Strategies for migrating serialized Json.NET document between versions/formats

I'm using Json.Net to serialize some application data. Of course, the application specs have slightly changed and we need to refactor some of the business object data. What are some viable strategies to migrate previously serialized data to our new data format?

For example, say we have orignally had a business object like:

public class Owner
{
public string Name {get;set;}
}
public class LeaseInstrument
{
public ObservableCollection<Owner> OriginalLessees {get;set;}
}


We serialize an instance of a LeaseInstrument to a file with Json.Net. Now, we change our business objects to look like:

public class Owner
{
public string Name {get;set;}
}
public class LeaseOwner
{
public Owner Owner { get;set;}
public string DocumentName {get;set;}
}
public class LeaseInstrument
{
public ObservableCollection<LeaseOwner> OriginalLessees {get;set;}
}


I have looked into writing a custom JsonConverter for LeaseInstrument, but the ReadJson method is not ever hit...instead an exception is thrown before the deserializer reaches that point:

Additional information: Type specified in JSON
'System.Collections.ObjectModel.ObservableCollection`1[[BreakoutLib.BO.Owner,
BreakoutLib, Version=1.0.0.0, Culture=neutral, PublicKeyToken=null]],
System, Version=4.0.0.0, Culture=neutral, PublicKeyToken=b77a5c561934e089'
is not compatible with 'System.Collections.ObjectModel.ObservableCollection`1[[BreakoutLib.BO.LeaseOwner, BreakoutLib, Version=1.0.0.0, Culture=neutral, PublicKeyToken=null]], System, Version=4.0.0.0, Culture=neutral, PublicKeyToken=b77a5c561934e089'. Path 'Is.$values[8].OriginalLessors.$type', line 3142, position 120.

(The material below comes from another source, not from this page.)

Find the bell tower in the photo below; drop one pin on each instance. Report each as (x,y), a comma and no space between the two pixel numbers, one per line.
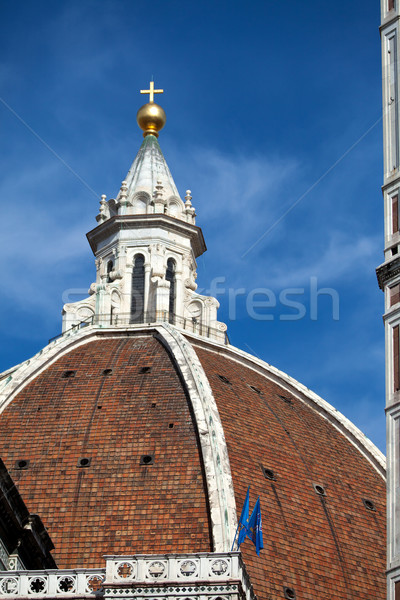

I mean, no joke, Json.Net, that's why I'm trying to run a JsonConverter when deserializing these objects, so I can manually handle the fact that the serialized type doesn't match the compiled type!!

For what it's worth, here are the JsonSerializerSettings we are using:

var settings = new JsonSerializerSettings
{
PreserveReferencesHandling = PreserveReferencesHandling.Objects,
ContractResolver = new WritablePropertiesOnlyResolver(),
TypeNameHandling = TypeNameHandling.All,
ObjectCreationHandling = ObjectCreationHandling.Reuse
};

dbc dbc
Answer

You have the following issues:

  1. You serialized using TypeNameHandling.All. This setting serializes type information for collections as well as objects. I don't recommend doing this. Instead I suggest using TypeNameHandling.Objects and then letting the deserializing system choose the collection type.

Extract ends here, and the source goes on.